0034: ReBAC Engine Selection
Date: 2025-11-08
Status: Proposed
Context
The permissions-service is responsible for managing fine-grained, graph-based permissions (Relationship-Based Access Control, or ReBAC). This requires a specialized database capable of efficiently querying complex relationships, inspired by Google's Zanzibar paper.
A naive implementation using a standard relational database would require complex, recursive queries that are difficult to maintain and do not perform well at scale. We need to select a dedicated, open-source ReBAC engine that is performant, scalable, and well-supported.
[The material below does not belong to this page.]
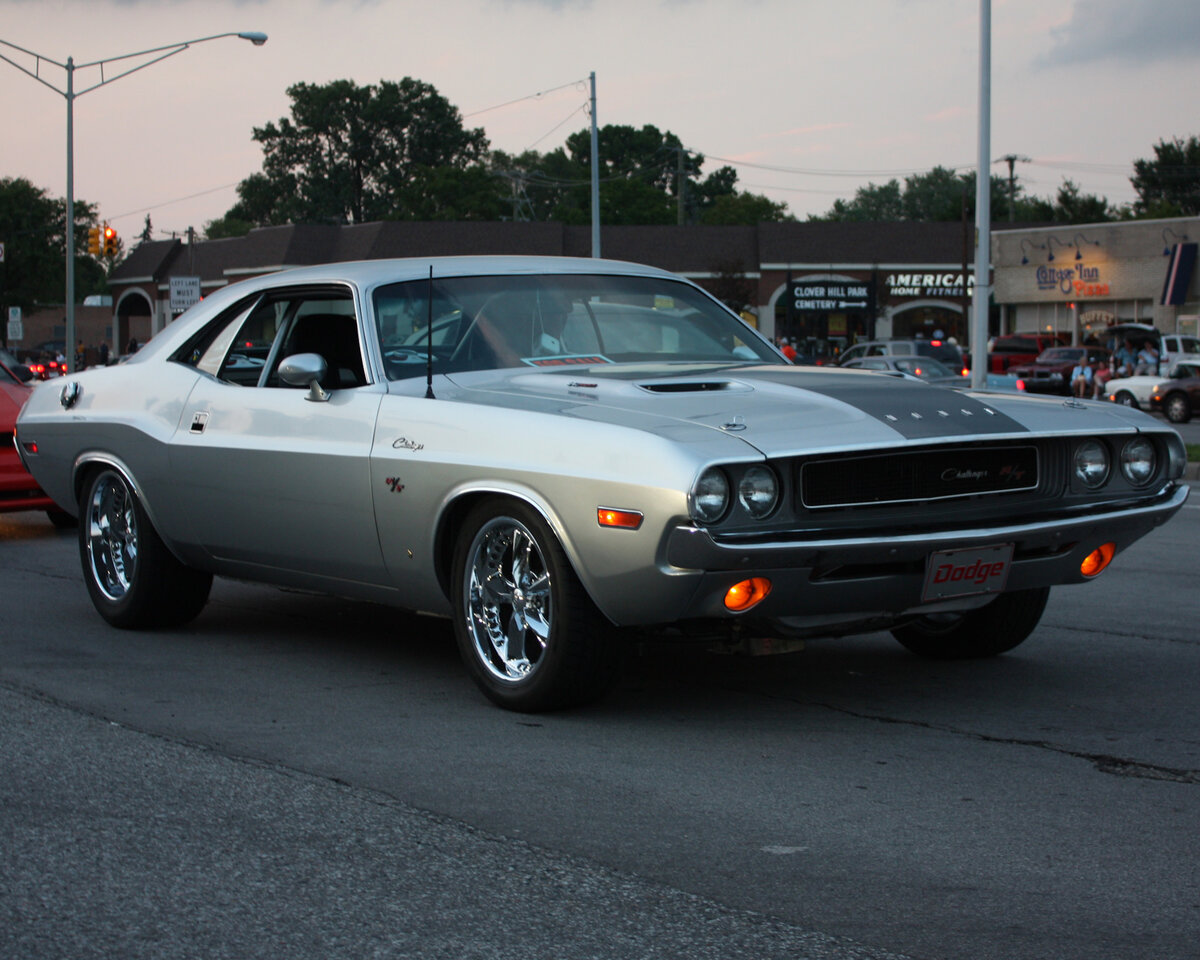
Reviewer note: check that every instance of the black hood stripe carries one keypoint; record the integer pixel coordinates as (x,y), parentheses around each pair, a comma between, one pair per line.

The primary candidates considered were SpiceDB and Ory Keto, both of which are open-source implementations of the Zanzibar model.
Decision
We will adopt SpiceDB as the underlying ReBAC engine for the permissions-service.
The permissions-service will act as an adapter layer on top of SpiceDB. It will handle platform-specific concerns like multi-tenancy enforcement, authentication, and providing a stable internal API, while delegating the core storage and query operations to a SpiceDB instance.
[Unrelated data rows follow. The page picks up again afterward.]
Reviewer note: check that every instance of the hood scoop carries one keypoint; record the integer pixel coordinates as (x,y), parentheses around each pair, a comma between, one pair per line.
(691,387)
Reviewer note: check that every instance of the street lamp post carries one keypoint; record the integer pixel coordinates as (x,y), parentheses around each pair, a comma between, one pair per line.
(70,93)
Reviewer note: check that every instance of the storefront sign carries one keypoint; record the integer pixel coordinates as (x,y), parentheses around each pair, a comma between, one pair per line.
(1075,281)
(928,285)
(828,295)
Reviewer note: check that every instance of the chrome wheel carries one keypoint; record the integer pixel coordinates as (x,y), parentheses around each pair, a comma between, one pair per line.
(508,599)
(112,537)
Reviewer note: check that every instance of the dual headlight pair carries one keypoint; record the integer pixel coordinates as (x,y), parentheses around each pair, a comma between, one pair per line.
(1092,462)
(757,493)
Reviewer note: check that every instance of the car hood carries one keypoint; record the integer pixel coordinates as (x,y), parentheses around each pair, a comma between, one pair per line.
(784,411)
SpiceDB is chosen for its strong performance characteristics, clear schema language, active community, and its ability to use PostgreSQL as a storage backend, which aligns with our existing infrastructure stack.
Consequences
Positive
- Proven Model: Leverages the battle-tested, scalable Zanzibar model for authorization.
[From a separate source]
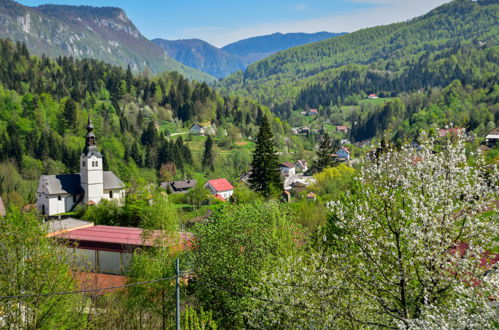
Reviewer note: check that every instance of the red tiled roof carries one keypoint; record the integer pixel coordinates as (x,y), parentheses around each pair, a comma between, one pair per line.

- High Performance: SpiceDB is designed for low-latency permission checks.
- Infrastructure Alignment: Can be configured to use our existing PostgreSQL instances, reducing operational overhead for a new database technology.
- Developer Experience: The schema language is clear and expressive, making it easier for developers to model permissions.
- Decoupling: By placing it behind our
permissions-serviceadapter, we retain the flexibility to swap it out in the future if needed.
Negative
- New Component: Adds a new stateful component (the SpiceDB server) to our architecture that must be deployed, monitored, and maintained.
- Learning Curve: Developers will need to learn the SpiceDB schema language to define permission models.
- Data Consistency: Requires a strategy for keeping the data in SpiceDB consistent with data in other services (e.g., deleting a user in
iam-serviceshould trigger a cleanup of their relationships in SpiceDB).